The performance of heat exchangers, ventilation systems, ship hulls, and medical implants are often compromised by biofilms. Biofilms are communities of microorganisms that form on solid or fluid interfaces and are designed to protect the individual cells, such as bacteria, from the environment. Protection largely comes from the extracellular matrix (ECM) that is secreted by the cells. The ECM hinders diffusion of molecules through the biofilm, which limits the effectiveness of antimicrobials and can lead to drug resistance. The resulting pernicious nature of biofilms is commonly associated with the complex chemistry of the ECM. However, researchers at Harvard University have recently demonstrated that the chemistry and topography of biofilms of the bacteria Bacillus subtilis exhibit nonwetting behavior, which provides an additional defense mechanism.
As reported in the January 18th issue of the Proceedings of the National Academy of Sciences (DOI: 10.1073/pnas.1011033108; p. 995), A.K. Epstein, B. Pokroy, A. Seminara, and J. Aizenberg meas-ured the contact angle of a series of water/ethanol solutions on biofilms of B. subtilis. Surprisingly, the biofilm maintained a constant contact angle (~135°) up to a concentration of 80% ethanol. Hydrophobic materials such as Teflon® exhibit a linear decrease in contact angle with ethanol concentration and even 20% ethanol solution wets its surface. This is significant because it demonstrates that liquid does not reach the bulk of the biofilm and no chemical change occurs in the biofilm exposed to 60–70% ethanol—a range commonly thought to be disinfectant.

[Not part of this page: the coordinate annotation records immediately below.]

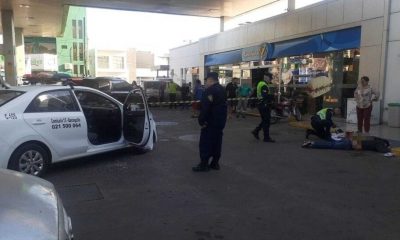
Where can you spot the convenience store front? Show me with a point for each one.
(294, 63)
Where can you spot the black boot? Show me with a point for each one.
(214, 165)
(201, 168)
(255, 134)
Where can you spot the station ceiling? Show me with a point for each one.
(46, 17)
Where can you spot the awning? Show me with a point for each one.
(295, 47)
(341, 40)
(230, 57)
(325, 42)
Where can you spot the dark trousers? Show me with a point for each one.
(364, 118)
(172, 98)
(265, 113)
(322, 128)
(184, 103)
(210, 145)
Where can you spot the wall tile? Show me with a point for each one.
(334, 16)
(352, 11)
(395, 5)
(318, 19)
(371, 32)
(373, 8)
(394, 32)
(280, 27)
(292, 22)
(268, 28)
(305, 21)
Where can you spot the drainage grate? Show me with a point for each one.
(166, 123)
(79, 193)
(190, 137)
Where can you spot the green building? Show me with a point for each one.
(72, 45)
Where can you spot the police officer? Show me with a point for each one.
(265, 99)
(322, 123)
(212, 120)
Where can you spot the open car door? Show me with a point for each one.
(136, 122)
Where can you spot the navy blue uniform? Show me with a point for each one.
(264, 108)
(322, 127)
(212, 119)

(a) Schematic of contact angles on nonwetting (θ > 90°) and wetting (θ < 90°) surfaces. (b) Contact angle of the wild-type (WT) biofilm of B. subtilis for a series of water/ethanol solutions. The contact angle remains relatively constant at ~135° up to a concentration of 80% ethanol. Polytetrafluoroethylene (PTFE) demonstrates an incremental decrease in contact angle with the concentration of ethanol (surface tension of the liquid). The green region denoting 60–90% ethanol is commonly regarded as antimicrobial for free-swimming bacteria. Source: PNAS 108 (3)(2011) DOI: 10.1073/pnas.1011033108; p. 995. © 2011 National Academy of Sciences.
To further describe the fluid-repellent nature of the biofilm, the researchers examined the influence of topography. These biofilms naturally have an undulating surface at the 10s–100s μm scale. Confocal microscopy showed that drops containing a fluorescent dye stained only on the top layer of the biofilm and did not penetrate into the grooves of the surface. This demonstrates that the biofilm exhibited Cassie–Baxter wetting, a state which traps gas within the topography and is common for many superhydrophobic surfaces. However, epoxy replicates of the surface did not reproduce the contact angle behavior of the biofilm. This shows that a combination of the topography and a dynamic chemistry of the ECM are responsible for liquid repellency.
The researchers demonstrated that water repellency on the macroscopic scale may provide bacteria an additional defense mechanism to antimicrobial agents. The researchers are careful to note that this strain of bacteria is commonly found in soil, so biofilms that are constantly submerged in water will likely exhibit different behavior. Yet this research demonstrates that some sterilization techniques, such as soaking in disinfectant, may not be effective for certain types of bacteria.